Pour un jour de liesse, combien de jours de travail ? Pourtant les dentellières vivaient dans l'angoisse permanente de ne plus avoir de commandes, dans l'angoisse de ne plus avoir le nécessaire pour le lendemain, pour plus tard, pour la vieillesse venue.
La dentelle, sur laquelle elles s'usaient la vue et la vie, parait des reines, des princesses, des femmes, peut-être pas les plus belles mais certainement les plus riches. Dentelle, signe évident de richesse dont celles-ci étaient si fières!

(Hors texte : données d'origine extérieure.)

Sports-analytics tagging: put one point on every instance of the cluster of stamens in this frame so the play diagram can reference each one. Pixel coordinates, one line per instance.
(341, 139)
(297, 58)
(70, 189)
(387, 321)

J'ai vu en photo de grandes darmes portant des robes ou des voiles de mariées en dentelle de Bruxelles. Cette dentelle, faite avec une aiguille, comme notre célèbre dentelle d'Alençon ou encore celle d'Argentan, était d'une finesse extraordinaire. Le fond, appelé fond gaze, n'était fait que d'un seul fil à chaque rangée et ce fil semblait plus fin qu'un cheveu! Les pétales des roses superposés se détachaient comme si c'était vrai ! Dans d'autres dentelles, les dentellières au fuseau et celles à l'aiguille avaient mélangé leur savoir. Des fleurs étaient travaillées à l'aiguille, des feuilles au fuseau, des guirlandes de pois étaient à nouveau à l'aiguille tandis que le fuseau reparaissait dans un semé de fleurettes.
La capitale belge avait une autre spécialité de dentelle qui portait le joli nom de « duchesse de Bruxelles ». Au milieu de tout un assemblage de fleurs reliées entre elles par des brides travaillées au fuseau se détachaient de précieux médaillons exécutés à l'aiguille.
Enfin, tant à Bruxelles qu'à Binche, des dentellières s'étaient spécialisées dans les dentelles dites d'application. Afin de gagner du temps sur la difficulté de manier des centaines de fuseaux, les motifs et le décor étaient dentelés séparément du fond qui les soutenait. Ce fond s'exécutait au fuseau par bandes de trois centimètres de large. C'était une spécialiste, la drocheleuse, qui confectionnait ce fond drochel en lin très fin et accrochait les bandes les unes aux autres en cours de travail. L'appliqueuse fixait sur ce fond, par un point invisible, les motifs faits par les dentellières. Cette façon de travailler permettait d'offrir aux clientes la possibilité d'avoir de larges laizes pour robes, châles, voiles.
Lorsque la dentelle mécanique fait son apparition, le fond drochel a été remplacé par du tulle mécanique.
1. La fraude était très importante et très facile. Les femmes dissimulaient des coupons sous leur large jupe ou plus simplement faisaient régulièrement le voyage Belgique/France avec chaque fois des dentelles de prix cousues à leur vêtement comme pour l'orner.
Si la fraude était importante c'était que la production l'était aussi et la demande soutenue. En 1895, la douane avait enregistré des passages officiels de dentelles pour 1 975 776 francs-or et en 1900 la somme était encore de 591 584 francs.